Two-factor ANOVA is basically the same command as a one-factor ANOVA:

Bayesian

Package: BayesFactor

bf <- anovaBF(formula = DV ~ IV1*IV2 + subj,
              data = data.frame(dframe), whichRandom = "subj")
bf
bf[4] / bf[3]

The command bf gives the main effects on the first two lines - [1] and [2]. In order to calculate the BF for the interaction, you divide the fourth line by the third line - bf[4] / bf[3].

Inter-rater reliablity

Package: irr

agree(dframe) - Percentage agreement between raters, one rater per column in dframe

kappa2(dframe) - Cohen’s kappa measure of inter-rater reliability, one rater per column in dframe.

Chi-square test

These commands use a contingency table, generated as described above, e.g. cont <- table(dframe$IV1, dframe$IV2)

Bayesian

Package: BayesFactor

contingencyTableBF(cont, fixedMargin = "rows", sampleType = "indepMulti")

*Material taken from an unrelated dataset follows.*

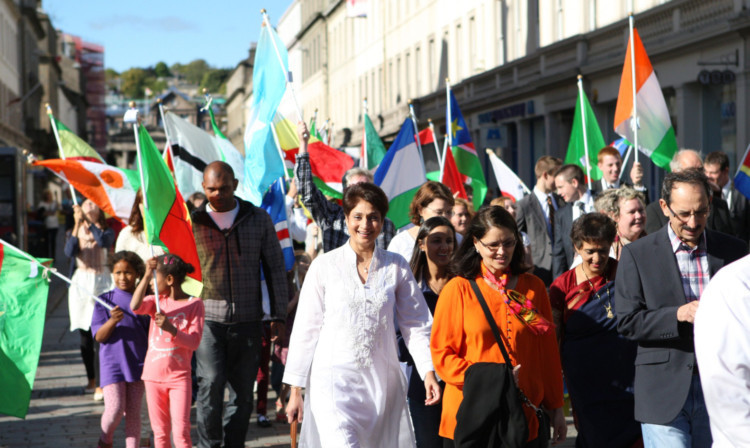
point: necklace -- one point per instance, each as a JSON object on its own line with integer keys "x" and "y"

In the above command, the assumption is that the rows of the contingency table is what the experimenter manipulated, and the columns are what was measured. For example, in a study of cross-cultural friendship styles, friendship style is what is measured, and so should be on the columns. If that is not the case for your data, see the more on relationships worksheet.

Traditional

chisq.test(cont)


This material is distributed under a Creative Commons licence. CC-BY-SA 4.0.